On being robbed in Lagos, Nigeria
“I got held up at knifepoint and one of the things they took, among cameras and tape recorders, was this cassette, which I don’t think the robbers would be interested in. My theory is they probably recorded over it, ‘What’s this? Just some rubbish’. So, I just had to remember all the songs, I had lyric sheets for them… so I did. But it was quite hairy getting held up one dark night in Lagos. The joke was, I thought these guys – five local black guys in a car – I thought they were offering me a lift and we’d been warned, me and Linda, ‘Whatever you do, don’t go walking late at night. Because it’s a little bit dangerous.’
“I thought ‘Nah, we’re from Liverpool, we don’t worry about that’. So we’re walking along, the car comes up, the guy jumps out and he’s about to say something and I go ‘That’s so nice of you… It’s ok, I know, I know – we’re walking.” They stopped about a 100 yards later and tried again. I completely thought they were just offering us a lift but one of them had a knife. It became clear they weren’t giving us a lift. And that’s when I lost the cassette to ‘Band on the Run’.”

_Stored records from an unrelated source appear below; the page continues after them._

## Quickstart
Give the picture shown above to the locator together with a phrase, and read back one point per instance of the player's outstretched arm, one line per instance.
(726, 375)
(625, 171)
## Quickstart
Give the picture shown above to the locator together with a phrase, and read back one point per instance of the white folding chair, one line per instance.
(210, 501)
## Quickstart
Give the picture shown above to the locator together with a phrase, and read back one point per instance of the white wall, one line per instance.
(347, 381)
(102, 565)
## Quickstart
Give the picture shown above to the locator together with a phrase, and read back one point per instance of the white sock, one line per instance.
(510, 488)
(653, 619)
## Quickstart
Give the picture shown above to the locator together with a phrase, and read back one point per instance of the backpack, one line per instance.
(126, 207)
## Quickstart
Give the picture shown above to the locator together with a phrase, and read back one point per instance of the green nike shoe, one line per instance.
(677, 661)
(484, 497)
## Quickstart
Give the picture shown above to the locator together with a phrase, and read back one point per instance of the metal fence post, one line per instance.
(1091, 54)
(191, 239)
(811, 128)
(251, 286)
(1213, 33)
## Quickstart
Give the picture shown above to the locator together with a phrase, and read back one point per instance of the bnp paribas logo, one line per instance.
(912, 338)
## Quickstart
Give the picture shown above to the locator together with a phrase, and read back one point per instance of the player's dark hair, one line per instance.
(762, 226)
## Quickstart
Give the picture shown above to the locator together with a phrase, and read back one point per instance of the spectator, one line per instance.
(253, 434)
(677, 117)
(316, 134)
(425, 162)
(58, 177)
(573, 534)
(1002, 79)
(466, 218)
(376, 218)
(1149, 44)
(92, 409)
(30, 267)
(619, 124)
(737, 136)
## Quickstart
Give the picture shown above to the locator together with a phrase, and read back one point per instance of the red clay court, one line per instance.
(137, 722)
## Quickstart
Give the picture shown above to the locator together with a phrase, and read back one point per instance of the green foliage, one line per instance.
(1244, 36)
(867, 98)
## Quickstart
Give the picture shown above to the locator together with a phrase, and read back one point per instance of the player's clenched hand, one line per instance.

On ‘The End’ being a fitting swansong for The Beatles
“I didn’t think of it as the end of The Beatles, I think of it mainly as the end of an album. But I just had that little couplet: ‘in the end, you love you take/is equal to the love you make’ I liked that as a sentiment and as a mini-poem. That came on the end of the album and that song, quite luckily.”
“It is good as you say, everyone got to do their bit. I don’t analyse my stuff but if I was to, that’d be a good one to analyse. You’ve got John, George, Ringo, – that’s sewing it all up. You get Ringo, does his drum solo, which he would never do we had to really persuade him to do [a] drum solo.”